Nikon going belly up first - faster than Sony or Olympus?

Started May 30, 2014 | Polls thread
Regular MemberPosts: 455
Re: Nikon is a "Pure Camera" Company, so probably the 1st to died if market collapse
In reply to JeffAHayes, 11 months ago

JeffAHayes wrote:

I'm a bit of an NPR fanatic (about all I listen to is public radio, except when they have really weird or disgusting stuff on, like opera, or hillbilly, or regae -- if YOU like that, FINE, but I prefer my classical music WITHOUT vibrato voices, and I DON'T listen to public radio to hear hillbilly, country and regae)... Anyway, lately a BIG story has been the new car service Uber, which is now an even MUCH bigger story, since the taxi services throughout MOST of Europe are on a sort of STRIKE over it. This new service that can be called up using smartphone apps has been valued at more than $18 BILLION, based on recent investments, which was HIGHLY questioned on NPR/PRI on the basis of the very MINOR amount of business it's done to date, which doesn't show anywhere NEAR that sort of value (the valuation is based on EXPECTED earnings).

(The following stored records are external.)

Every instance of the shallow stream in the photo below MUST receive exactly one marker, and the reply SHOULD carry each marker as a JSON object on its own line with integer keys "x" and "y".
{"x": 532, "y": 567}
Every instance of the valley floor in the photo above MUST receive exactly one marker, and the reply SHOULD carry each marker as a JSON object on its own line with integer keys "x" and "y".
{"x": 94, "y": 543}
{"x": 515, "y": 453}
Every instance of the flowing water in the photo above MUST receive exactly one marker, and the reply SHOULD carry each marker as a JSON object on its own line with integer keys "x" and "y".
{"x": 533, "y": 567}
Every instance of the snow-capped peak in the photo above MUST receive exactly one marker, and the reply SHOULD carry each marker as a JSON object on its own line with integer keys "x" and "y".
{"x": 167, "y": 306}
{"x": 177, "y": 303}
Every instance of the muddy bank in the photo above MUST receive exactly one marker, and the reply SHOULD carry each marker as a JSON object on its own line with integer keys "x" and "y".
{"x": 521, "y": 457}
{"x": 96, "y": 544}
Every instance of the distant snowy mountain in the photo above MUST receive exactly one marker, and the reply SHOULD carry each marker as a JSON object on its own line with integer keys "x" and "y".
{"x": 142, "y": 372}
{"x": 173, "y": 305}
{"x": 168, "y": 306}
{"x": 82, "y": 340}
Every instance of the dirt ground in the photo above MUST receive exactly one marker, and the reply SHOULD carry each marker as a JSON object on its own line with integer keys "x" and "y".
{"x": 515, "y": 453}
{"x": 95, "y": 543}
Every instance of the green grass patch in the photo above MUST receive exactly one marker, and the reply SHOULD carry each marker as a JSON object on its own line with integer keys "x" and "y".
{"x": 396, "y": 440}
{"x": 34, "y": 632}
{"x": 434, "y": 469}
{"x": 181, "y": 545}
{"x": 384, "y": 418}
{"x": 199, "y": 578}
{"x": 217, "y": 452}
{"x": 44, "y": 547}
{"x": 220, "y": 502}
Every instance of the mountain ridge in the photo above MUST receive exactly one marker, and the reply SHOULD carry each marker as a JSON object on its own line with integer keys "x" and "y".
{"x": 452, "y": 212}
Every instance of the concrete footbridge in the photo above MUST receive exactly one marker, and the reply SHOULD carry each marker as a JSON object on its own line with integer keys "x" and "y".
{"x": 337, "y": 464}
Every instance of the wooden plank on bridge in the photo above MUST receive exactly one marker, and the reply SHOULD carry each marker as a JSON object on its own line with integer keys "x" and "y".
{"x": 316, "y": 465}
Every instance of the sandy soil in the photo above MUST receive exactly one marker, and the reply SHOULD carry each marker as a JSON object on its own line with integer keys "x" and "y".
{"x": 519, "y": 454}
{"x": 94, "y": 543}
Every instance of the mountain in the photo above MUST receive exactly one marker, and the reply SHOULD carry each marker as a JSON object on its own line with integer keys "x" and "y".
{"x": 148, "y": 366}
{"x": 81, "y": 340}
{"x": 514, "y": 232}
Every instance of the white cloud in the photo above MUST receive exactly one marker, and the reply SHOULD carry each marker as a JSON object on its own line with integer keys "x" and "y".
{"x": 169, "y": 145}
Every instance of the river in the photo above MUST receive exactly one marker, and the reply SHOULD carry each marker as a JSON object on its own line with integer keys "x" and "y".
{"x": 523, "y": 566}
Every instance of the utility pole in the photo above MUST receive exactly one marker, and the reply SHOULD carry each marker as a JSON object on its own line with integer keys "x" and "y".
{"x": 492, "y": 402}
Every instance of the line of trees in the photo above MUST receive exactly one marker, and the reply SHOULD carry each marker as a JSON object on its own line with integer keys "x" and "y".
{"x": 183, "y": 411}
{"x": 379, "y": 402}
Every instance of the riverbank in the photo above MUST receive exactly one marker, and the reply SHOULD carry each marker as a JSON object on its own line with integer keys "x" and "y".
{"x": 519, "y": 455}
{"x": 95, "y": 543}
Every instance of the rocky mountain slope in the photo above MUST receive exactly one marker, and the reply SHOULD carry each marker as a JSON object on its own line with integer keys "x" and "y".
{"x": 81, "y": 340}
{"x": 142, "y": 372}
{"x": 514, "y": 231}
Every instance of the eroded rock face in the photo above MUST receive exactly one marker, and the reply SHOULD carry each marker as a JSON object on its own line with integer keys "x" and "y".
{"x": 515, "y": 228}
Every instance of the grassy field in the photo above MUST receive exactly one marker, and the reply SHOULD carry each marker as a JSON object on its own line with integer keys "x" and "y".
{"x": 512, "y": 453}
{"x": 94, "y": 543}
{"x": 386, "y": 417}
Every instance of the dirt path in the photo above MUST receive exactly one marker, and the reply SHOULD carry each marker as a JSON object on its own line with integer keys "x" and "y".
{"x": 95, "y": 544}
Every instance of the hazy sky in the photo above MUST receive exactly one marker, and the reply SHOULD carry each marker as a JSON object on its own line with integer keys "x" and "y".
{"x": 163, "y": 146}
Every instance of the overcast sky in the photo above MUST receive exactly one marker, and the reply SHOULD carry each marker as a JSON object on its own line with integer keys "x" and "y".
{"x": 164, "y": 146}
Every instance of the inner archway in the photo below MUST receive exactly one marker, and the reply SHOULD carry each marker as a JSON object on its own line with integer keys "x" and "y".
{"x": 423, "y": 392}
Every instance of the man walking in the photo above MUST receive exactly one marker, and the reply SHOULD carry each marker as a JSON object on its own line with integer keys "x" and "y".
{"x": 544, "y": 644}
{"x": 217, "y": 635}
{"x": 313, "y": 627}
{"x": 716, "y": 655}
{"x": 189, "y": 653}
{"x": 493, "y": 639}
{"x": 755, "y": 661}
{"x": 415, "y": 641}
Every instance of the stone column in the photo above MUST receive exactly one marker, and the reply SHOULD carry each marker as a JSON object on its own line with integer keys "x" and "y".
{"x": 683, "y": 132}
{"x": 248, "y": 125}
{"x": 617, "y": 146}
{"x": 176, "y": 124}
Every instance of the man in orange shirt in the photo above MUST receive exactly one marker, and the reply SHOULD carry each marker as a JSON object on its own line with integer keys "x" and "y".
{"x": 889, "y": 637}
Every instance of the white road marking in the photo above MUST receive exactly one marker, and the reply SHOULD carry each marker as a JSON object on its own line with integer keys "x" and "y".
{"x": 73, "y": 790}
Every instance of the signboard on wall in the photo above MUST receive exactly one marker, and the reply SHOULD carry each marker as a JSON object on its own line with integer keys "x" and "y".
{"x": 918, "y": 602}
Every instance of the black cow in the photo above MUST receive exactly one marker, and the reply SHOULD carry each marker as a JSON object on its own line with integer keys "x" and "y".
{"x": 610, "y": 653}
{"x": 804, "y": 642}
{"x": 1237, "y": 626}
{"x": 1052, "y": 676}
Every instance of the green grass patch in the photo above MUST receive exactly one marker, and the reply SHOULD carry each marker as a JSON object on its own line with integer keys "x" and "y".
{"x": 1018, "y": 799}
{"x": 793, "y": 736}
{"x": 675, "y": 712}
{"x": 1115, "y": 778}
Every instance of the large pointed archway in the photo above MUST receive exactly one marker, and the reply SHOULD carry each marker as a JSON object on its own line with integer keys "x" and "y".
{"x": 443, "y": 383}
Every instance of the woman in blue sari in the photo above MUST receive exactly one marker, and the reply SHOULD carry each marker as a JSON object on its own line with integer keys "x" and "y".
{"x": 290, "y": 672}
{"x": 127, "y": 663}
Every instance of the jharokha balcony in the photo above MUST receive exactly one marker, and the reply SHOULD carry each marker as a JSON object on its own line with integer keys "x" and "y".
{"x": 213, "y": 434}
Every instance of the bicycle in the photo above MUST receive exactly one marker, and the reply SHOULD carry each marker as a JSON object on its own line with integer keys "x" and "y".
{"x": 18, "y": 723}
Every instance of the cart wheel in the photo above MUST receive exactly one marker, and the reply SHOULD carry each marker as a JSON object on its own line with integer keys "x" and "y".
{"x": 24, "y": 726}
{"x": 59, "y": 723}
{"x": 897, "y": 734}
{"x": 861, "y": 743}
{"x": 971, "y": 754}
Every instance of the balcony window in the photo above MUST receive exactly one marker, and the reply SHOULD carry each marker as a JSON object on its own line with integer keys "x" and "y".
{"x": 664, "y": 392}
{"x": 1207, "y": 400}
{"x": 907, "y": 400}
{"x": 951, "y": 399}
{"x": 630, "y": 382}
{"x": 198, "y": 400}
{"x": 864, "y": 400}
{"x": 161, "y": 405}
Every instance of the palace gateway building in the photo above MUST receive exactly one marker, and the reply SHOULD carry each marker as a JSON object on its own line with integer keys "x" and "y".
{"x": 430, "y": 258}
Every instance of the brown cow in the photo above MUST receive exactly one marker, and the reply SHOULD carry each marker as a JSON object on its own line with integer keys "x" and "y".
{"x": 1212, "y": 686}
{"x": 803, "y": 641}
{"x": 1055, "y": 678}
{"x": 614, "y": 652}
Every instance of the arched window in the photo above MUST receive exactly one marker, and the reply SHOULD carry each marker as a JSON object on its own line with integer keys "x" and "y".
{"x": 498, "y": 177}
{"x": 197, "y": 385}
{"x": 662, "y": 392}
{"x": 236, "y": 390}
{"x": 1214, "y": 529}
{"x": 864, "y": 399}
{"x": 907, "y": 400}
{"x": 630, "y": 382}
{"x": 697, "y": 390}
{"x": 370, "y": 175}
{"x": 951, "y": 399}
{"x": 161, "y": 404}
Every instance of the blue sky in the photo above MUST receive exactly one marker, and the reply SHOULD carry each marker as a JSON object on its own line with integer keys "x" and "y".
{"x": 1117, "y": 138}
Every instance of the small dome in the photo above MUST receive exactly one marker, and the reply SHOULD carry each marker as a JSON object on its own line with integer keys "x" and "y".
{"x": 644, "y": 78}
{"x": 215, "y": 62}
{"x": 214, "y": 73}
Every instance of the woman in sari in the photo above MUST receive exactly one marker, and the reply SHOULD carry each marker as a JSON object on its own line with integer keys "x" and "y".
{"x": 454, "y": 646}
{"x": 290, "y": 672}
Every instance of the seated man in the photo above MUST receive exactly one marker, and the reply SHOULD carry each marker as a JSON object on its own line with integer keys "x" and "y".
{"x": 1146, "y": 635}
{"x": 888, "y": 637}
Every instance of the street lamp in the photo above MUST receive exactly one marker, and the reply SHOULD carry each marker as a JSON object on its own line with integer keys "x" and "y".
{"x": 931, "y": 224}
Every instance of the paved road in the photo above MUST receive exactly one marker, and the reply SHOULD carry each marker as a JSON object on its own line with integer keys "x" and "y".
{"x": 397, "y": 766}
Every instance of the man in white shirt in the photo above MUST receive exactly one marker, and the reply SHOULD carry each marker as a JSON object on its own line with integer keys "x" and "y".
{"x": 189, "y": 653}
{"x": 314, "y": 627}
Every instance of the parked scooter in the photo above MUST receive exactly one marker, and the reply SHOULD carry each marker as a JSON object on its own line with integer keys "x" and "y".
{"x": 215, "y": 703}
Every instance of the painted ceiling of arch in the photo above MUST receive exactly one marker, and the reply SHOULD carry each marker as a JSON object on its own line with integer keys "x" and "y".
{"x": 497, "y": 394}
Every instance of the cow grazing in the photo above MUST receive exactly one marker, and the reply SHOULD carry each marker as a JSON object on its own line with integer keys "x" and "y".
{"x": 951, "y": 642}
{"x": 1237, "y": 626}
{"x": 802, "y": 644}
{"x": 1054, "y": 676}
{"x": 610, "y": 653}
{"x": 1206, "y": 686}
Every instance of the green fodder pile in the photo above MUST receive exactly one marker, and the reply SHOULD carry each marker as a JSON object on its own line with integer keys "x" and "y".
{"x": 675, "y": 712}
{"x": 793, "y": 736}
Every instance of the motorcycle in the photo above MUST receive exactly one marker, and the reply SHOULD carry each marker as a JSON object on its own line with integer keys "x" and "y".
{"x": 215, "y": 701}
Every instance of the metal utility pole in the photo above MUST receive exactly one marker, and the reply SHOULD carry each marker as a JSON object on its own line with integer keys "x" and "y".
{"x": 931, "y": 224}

Anyway, the ONLY reason I bring this up is that the news analyst who was doing the story said $18 BILLION is more than SONY is valued at. That REALLY SURPRISED ME! I don't follow such things, but considering Sony OWNS Columbia pictures studios, and all its OLD movies, plus all the NEW movies it makes, in addition to its TV, camcorder, professional video, DSLR, and all its OTHER electronics businesses, I figured it would come in a great deal HIGHER than $18 BILLION., for instance, is valued around $250 BILLION, and all it owns is its sales and a bunch of warehouses and sales systems, plus lots of computer servers.

I guess with the exception of, perhaps, Apple, the days of big electronics companies being worth "UBER-BUCKS" are long past.

That's a great story. I've never tried Uber and perhaps I should. However, one little bittie of legislation here in the EU to protect vested interests (in this case the traditional cab trade) and Uber would be toast in this part of the world, at a guess. As for all the crazy valuations: hmmn, makes me think this could be the long hot summer of insane expectations before a good old-fashioned stock market crash.

I'd wager that the new big electronics companies these days are Amazon and co. They own all the software and are very good at distribution, and that's enough to turn many of the traditional electronics companies into little more than suppliers of hardware which is is a crappy place to be.

The only stories I see now about Sony are either a) it's a financial disaster area and the sky is falling in etc etc or b) Sony have just launched an extremely clever new piece of technology that most other outfits are probably kicking themselves that they hadn't thought of. What the truth is I have no idea.